We have, actually, and one of the things I hear pretty consistently from my stakeholders is that 15 weeks is not enough for EI sickness benefits. As I referenced earlier, a caregiver can now have 26 weeks while the person whom they are looking after only has 15 weeks, so there's a kind of disconnect there. Perhaps that was an unintended consequence when that change was made, because the 26 weeks over the 52 weeks was very well received by people who needed to have that.
I think we really have to look at sickness benefits. I've heard as well from multiple organizations such as, for example, the Canadian Cancer Society, the Multiple Sclerosis Society, and the Canadian Diabetes Association, where there are episodic illnesses. People don't need that time all at once, but they may need more time throughout the year than the 15 weeks, or throughout a two-year period or whatever it may be, because they do want to go back to work, and they should be going back to work. That often helps them in their illness in many ways, so that's one area that has to be looked at.

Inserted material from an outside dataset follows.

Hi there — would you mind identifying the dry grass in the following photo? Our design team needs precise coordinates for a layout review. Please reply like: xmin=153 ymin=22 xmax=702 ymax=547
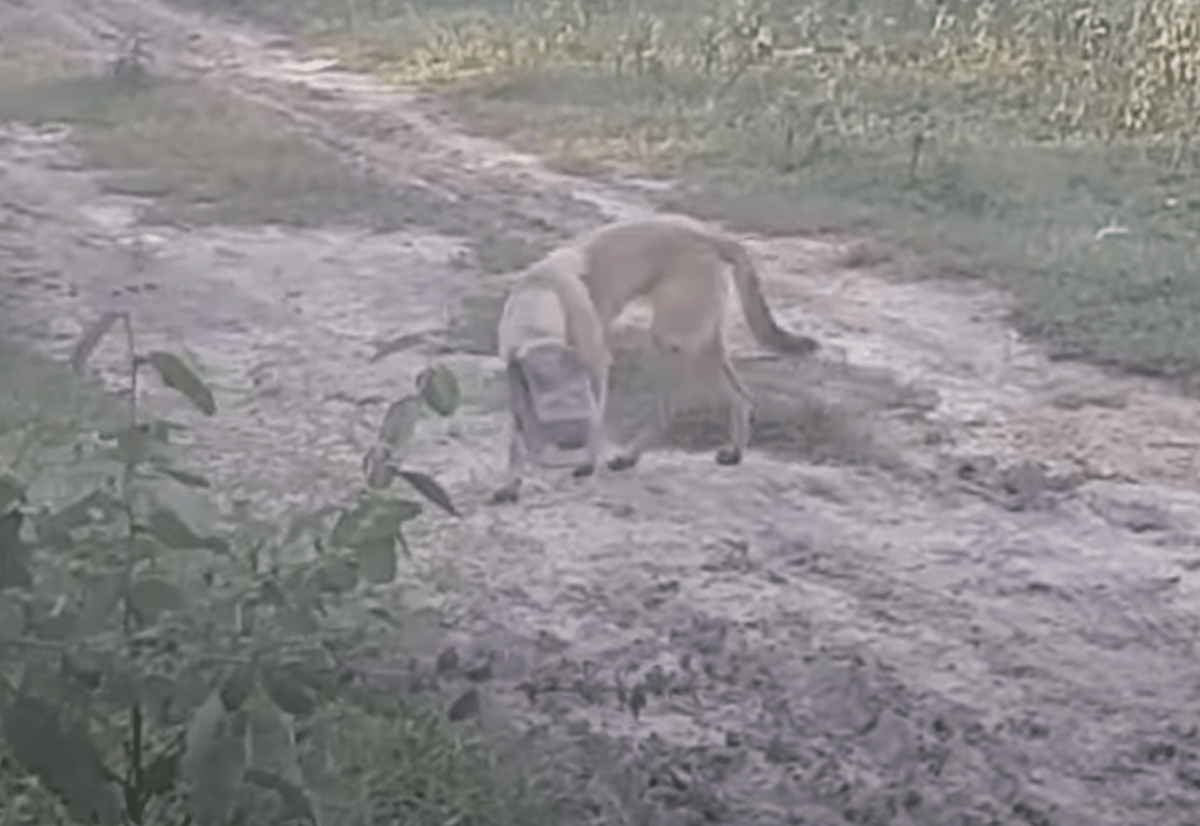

I think there's an opportunity here to look at the overall sickness benefits and all of the benefits that are related to sickness benefits, including PCIC, which is for the parents of critically ill children. That also comes into play there. There are also the CCB or the compassionate care benefit, regular benefits, and the sickness benefits.
As I said, I think there's a real opportunity to look at that and to make it work for everybody.